We’ve completed our first graph, now let’s make it on R. After completing this graph, we will learn a few tips on data visualization.
xAxis <- c(5 , 10 , 15 , 20)
yAxis <- c(12 , 14 , 10 , 20)
plot(xAxis,
yAxis,
type = "l",
xlab = "X Axis Label",
ylab = "Y Axis Label",
col = "red",
main = "Main Title")
type = It is used to change the type of the chart. xlab = We use it to name the data on the x-axis ylab = We use it to name the data on the y-axis col = Used to change the colors of the marker or line main = Used to give a main title to the chart.
Tips For Data Visualization
You understand that the code is simple and straightforward, but what exactly makes data visualization difficult?

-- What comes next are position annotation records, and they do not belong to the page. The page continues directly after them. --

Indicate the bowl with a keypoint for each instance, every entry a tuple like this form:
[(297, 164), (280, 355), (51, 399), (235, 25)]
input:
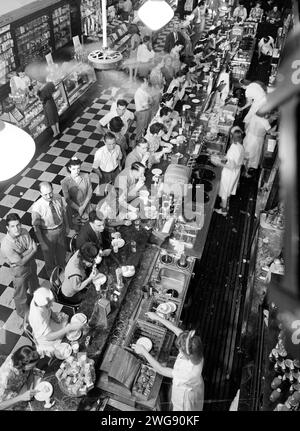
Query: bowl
[(44, 391), (63, 351), (146, 342), (79, 317), (128, 270)]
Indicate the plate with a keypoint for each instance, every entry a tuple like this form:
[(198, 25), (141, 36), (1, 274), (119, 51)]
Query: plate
[(172, 305), (63, 350), (146, 342), (79, 318), (156, 172), (164, 308), (45, 390), (74, 335), (99, 280), (132, 216)]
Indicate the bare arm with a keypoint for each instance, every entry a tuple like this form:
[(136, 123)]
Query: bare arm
[(153, 316)]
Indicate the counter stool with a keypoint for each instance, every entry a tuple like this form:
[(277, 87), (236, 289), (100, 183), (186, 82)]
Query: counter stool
[(56, 283)]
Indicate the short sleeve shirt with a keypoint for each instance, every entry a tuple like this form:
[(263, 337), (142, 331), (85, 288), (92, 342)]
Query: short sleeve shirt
[(42, 214), (74, 276), (107, 161), (13, 249)]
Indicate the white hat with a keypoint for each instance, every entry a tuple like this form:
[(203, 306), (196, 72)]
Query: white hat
[(42, 296)]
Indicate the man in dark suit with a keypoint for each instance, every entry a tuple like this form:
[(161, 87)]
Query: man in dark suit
[(173, 37), (93, 231)]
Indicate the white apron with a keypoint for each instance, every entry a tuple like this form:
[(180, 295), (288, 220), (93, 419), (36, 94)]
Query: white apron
[(231, 174), (254, 139), (188, 385)]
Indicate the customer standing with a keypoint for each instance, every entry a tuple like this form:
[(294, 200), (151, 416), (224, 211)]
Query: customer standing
[(50, 110), (18, 249), (188, 384), (231, 169), (77, 191), (198, 18), (107, 160), (51, 226), (143, 104), (173, 37)]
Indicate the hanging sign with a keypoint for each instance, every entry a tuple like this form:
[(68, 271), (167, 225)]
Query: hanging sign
[(49, 59)]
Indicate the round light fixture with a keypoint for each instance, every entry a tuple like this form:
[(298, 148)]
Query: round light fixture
[(155, 14), (16, 150)]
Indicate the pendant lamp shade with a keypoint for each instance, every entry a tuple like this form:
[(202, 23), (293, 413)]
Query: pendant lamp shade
[(155, 14), (16, 150)]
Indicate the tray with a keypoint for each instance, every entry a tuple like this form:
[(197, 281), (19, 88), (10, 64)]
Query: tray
[(156, 334), (151, 304)]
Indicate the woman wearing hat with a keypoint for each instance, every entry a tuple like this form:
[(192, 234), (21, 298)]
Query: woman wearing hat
[(15, 373), (48, 327), (77, 191), (231, 169), (188, 384)]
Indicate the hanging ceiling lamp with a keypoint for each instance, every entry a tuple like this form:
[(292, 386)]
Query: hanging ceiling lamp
[(155, 14), (16, 150)]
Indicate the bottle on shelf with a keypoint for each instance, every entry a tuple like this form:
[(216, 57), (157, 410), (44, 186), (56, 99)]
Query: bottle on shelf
[(277, 381), (275, 395)]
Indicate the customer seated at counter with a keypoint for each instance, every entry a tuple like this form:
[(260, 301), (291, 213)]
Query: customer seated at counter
[(114, 207), (139, 154), (153, 137), (15, 373), (76, 282), (188, 384), (131, 180), (94, 231), (48, 327)]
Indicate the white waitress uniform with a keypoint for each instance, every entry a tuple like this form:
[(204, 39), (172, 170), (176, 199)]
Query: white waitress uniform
[(188, 385), (253, 142), (231, 172)]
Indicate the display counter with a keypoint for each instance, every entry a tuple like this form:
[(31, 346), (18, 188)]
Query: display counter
[(26, 109)]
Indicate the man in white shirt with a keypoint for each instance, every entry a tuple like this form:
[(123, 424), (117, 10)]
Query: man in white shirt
[(142, 100), (18, 249), (118, 109), (144, 57), (51, 226), (240, 12), (107, 160), (138, 154), (48, 327)]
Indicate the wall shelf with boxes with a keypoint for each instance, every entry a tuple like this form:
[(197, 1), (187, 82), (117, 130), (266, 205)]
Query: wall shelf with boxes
[(29, 115), (7, 60), (33, 39), (61, 26)]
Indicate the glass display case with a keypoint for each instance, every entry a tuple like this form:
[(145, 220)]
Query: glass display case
[(7, 61), (33, 40), (29, 114), (61, 26)]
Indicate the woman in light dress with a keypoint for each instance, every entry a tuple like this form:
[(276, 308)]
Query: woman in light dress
[(77, 191), (231, 170), (188, 384)]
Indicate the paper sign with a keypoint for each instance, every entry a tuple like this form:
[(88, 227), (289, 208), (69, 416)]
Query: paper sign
[(76, 43), (49, 59), (271, 145)]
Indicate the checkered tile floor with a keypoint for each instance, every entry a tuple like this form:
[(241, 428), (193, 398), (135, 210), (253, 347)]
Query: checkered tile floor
[(80, 139)]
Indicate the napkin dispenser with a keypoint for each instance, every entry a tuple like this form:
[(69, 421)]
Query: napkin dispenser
[(176, 179)]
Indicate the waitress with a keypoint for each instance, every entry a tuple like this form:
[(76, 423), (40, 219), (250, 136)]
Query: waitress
[(188, 385), (50, 110), (77, 191)]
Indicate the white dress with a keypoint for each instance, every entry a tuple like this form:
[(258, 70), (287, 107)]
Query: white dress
[(253, 142), (188, 385), (231, 173)]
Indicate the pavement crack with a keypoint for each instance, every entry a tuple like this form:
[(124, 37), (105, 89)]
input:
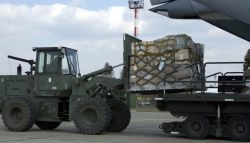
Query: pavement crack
[(32, 138)]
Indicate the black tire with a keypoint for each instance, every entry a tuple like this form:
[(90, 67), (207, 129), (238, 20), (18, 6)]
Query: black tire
[(19, 114), (46, 125), (91, 115), (197, 127), (239, 128), (120, 116)]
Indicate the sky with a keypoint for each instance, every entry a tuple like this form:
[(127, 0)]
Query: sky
[(95, 28)]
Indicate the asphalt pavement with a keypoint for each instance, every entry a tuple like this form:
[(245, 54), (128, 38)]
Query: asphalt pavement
[(143, 128)]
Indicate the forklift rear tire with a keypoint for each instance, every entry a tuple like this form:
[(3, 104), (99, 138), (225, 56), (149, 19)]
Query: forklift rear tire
[(239, 128), (19, 114), (197, 127), (46, 125), (120, 115), (91, 115)]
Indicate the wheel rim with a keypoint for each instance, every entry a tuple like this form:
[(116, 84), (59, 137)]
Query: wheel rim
[(240, 128), (89, 116), (196, 126), (16, 115)]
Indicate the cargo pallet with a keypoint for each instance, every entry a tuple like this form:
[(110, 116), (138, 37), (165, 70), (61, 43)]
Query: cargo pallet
[(222, 114)]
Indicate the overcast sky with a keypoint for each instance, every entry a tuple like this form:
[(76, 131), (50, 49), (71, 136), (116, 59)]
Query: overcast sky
[(95, 29)]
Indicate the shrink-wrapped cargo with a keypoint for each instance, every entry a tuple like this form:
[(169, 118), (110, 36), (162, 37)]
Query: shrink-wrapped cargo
[(174, 59)]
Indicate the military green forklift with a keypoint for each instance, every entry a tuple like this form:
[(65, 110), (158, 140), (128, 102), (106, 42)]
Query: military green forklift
[(53, 91)]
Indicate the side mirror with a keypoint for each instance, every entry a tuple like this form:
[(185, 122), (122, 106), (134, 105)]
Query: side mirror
[(62, 55)]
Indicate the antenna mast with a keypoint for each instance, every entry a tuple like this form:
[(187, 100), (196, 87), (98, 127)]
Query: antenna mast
[(136, 5)]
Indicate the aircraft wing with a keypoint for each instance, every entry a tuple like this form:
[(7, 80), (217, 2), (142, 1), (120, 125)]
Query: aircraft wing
[(229, 15)]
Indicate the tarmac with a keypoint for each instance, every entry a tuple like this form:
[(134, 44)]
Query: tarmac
[(143, 128)]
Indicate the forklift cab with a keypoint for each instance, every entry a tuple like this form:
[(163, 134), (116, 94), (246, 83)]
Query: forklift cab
[(55, 68), (56, 60)]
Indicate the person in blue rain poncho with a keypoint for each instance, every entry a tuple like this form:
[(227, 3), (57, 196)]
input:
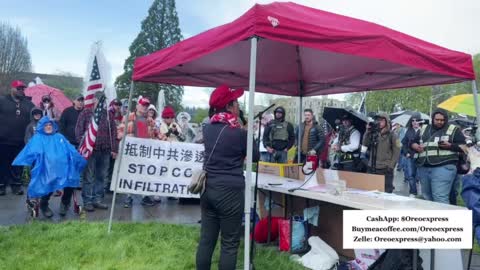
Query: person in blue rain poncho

Visualizing data is not a very difficult process, before this, processes such as collecting data and analyzing data tire the person more, data visualization can be thought of as summarizing the operations done in the past.
Converting each data set into a graph is a waste of time, it is more appropriate to graph the data you find important or the data to be presented.
This article explains how you can do data visualization in both programming languages. Using R or Python is up to the individual.